The surfaces of Earth and Mars are similar enough to host some of the same geomorphological phenomena. For example, crescent-shaped dunes whose tips point downstream of a wind or water flow have been found in many environments on both planets. Known as barchan dunes, they span a wide range of spatial and temporal scales. For example, kilometer-sized ones on Mars have lasted thousands of years, and centimeter-sized underwater ones on Earth can last a few minutes.
Previous experimental studies of barchan dunes have tended to focus on the shorter-lived ones, and researchers have generated simplified versions of them in the lab using grains of uniform size. Field observations, however, indicate that the dunes form from mixtures of various-sized grains.
Now Erick Franklin of the University of Campinas in Brazil, his former PhD student Carlos Alvarez, and current graduate student David Cúñez have created underwater barchan dunes in the lab using various two-grain mixtures.

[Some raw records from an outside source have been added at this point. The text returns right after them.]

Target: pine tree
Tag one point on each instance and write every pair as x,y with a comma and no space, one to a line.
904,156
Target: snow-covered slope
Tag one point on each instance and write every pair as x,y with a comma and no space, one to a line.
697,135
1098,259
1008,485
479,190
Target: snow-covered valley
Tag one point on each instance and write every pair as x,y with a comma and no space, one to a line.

The grains were sorted by size, by density, and by both. The researchers found that three types of grains readily flow across a dune’s surface: less dense, larger, and larger and denser.
The picture below shows the experimental apparatus. Mixtures of round zirconium or glass grains of either 0.15–0.25 mm or 0.40-0.60 mm in diameter and of 2.5 g/cm3 or 4.1 g/cm3 in density were each poured into a water-filled channel. Then a turbulent flow was imposed on the system with centrifugal pumps, and cameras captured the evolution of the grain mixture’s morphology, from a conical pile to a barchan dune.

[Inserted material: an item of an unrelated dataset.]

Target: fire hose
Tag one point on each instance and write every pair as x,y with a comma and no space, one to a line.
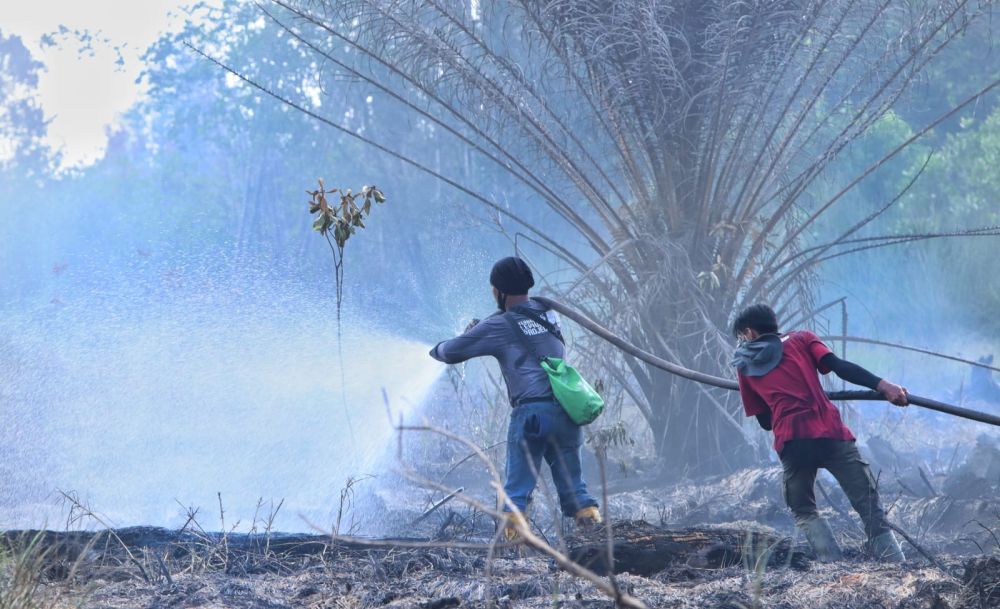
716,381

The observations revealed that the dunes comprise two somewhat counterintuitive horizontal layers. The grains that flow the easiest—those less dense, larger, and larger and denser—accumulate on the downstream side of a dune. Then the denser, smaller, and smaller and less dense grain types spread across the upper half of a forming barchan dune to make its top layer.

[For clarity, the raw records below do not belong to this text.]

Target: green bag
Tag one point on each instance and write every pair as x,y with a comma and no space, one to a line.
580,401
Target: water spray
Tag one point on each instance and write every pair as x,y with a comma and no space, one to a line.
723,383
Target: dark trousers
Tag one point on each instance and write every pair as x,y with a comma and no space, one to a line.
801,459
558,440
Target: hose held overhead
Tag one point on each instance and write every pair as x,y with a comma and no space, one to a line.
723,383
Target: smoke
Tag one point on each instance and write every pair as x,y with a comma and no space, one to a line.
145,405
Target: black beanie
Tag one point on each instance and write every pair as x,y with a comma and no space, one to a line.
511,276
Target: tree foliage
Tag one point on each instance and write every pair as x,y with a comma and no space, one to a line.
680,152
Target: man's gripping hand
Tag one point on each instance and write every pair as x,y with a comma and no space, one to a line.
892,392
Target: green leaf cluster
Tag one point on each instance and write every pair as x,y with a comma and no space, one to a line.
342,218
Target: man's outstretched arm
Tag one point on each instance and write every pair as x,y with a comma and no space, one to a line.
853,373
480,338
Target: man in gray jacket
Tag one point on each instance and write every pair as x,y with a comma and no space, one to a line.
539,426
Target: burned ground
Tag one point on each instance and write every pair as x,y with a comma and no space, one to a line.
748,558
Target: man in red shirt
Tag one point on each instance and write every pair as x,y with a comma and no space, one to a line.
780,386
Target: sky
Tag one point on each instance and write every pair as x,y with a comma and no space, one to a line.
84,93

In all the experimental cases, the grains flowing across the dune surface initially accumulate at a constant rate that eventually plateaus. By modeling the initial rate as a diffusion of grains across the dune’s surface, the researchers reproduced the observations and can now predict for how long grains will spread across a dune surface. Similarly stratified layers in barchan dunes have been observed at the north pole of Mars. The researchers speculate that those observations could be partly a result of the same size and density segregation they observed in their experiments. (C. A. Alvarez, F. D. Cúñez, E. M. Franklin, Phys. Fluids 33, 051705, 2021.)